Erol Güngör, Mümtaz Turhan gibi MHP’lilerin itibar ettiği isimler bürokratik vesayeti şiddetle reddeder. MHP geleneği de millet kimi iktidar yapıyorsa yürütme gücü böyle bir vesayet olmaksızın yoluna devam etsin şıkkından yanadır. 1946’dan beri DP, AP, MHP, MSP ve ANAP, bugün MHP ve AK Parti halkın reyinin siyasette daha fazla para etmesi için mücadele vermiştir. Şimdi tam bu işin nihai noktasına gelindiğinde MHP ikilemde kaldı. Ve AK Parti dışında siyaset geliştiremiyormuş gibi bir intibanın doğmaması için AK partiden ayrışarak varlığını ortaya koyma gereği duydu.
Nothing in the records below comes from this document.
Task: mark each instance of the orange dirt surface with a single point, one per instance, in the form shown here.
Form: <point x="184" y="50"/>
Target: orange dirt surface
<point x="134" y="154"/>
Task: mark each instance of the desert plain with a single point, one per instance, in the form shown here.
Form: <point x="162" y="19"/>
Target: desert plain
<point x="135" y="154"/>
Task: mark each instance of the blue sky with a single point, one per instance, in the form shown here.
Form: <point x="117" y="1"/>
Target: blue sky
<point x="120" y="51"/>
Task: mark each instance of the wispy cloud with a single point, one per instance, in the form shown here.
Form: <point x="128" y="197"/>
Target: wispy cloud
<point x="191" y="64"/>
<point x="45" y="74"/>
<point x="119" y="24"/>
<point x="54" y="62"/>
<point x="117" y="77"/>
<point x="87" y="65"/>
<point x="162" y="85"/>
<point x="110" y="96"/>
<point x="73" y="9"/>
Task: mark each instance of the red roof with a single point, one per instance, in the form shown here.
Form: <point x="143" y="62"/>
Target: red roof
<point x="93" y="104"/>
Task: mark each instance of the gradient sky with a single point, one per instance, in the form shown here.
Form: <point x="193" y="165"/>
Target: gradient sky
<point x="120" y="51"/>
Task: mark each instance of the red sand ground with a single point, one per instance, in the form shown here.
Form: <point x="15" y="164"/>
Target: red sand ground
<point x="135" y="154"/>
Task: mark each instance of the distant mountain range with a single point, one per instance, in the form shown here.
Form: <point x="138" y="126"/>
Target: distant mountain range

MHP elbette AK Parti’ye benzemeyen yanları olan bir parti ama faylar çalıştığında zorlanmaya başlıyor. Eski ülkücülere tepki vermesi, saha araştırmalarına göre referandumda AK Parti’nin oy oranının üstünde destek alacağının anlaşılması bunun göstergesi. Haliyle MHP’nin karşı karşıya kaldığı bir çelişki var. Halbuki insanlar referandumda farklı, seçimlerde farklı oy kullanabilirler. Ama Devlet Bey işin kamusal iletişiminde müsamahakar bir dil kullanamayacağını, kullanırsa insanları kendi siyaseti etrafında yeterince toparlayamayacağını düşünüyor.
O YAPMASIN BEN YAPAYIM
• Cumhurbaşkanı seçimi ve üniversitelerde kılık kıyafet düzenlemesi gibi sistemin kilitlendiği yerlerde tabanının talebine göre tutum sergileyen MHP, anayasa değişikliğinde statükoyu temsil eden CHP ile aynı ‘taraf’ta. Bu siyaseti tabanına anlatabilecek mi?
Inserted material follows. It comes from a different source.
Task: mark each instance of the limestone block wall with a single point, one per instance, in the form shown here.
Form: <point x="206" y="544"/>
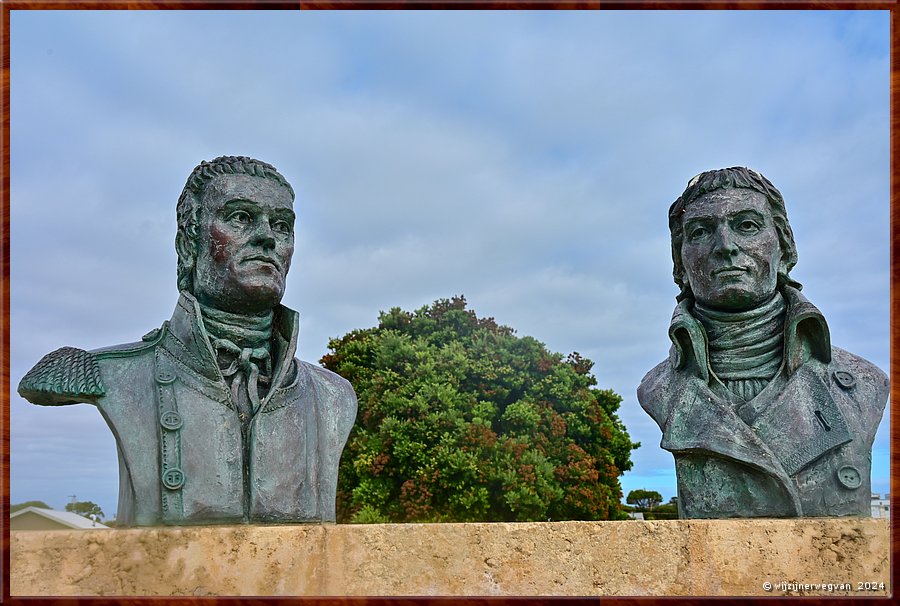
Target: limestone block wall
<point x="628" y="558"/>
Aslında MHP, CHP ile aynı yerde durmak istemiyor. Çünkü CHP ile tarihsel ve değersel olarak farklı partiler. MHP’den beklenen anayasa değişikliğinden yana olmasıdır.
• MHP’nin anayasa paketine hayır deme gerekçesini anlayabildiniz mi? Şimdi değil Meclis yenilendikten sonra yapılsın, denmişti ama MHP seçmenini temsilen halen TBMM’de ve bu, başka bir anlaşılmazlık barındırmıyor mu?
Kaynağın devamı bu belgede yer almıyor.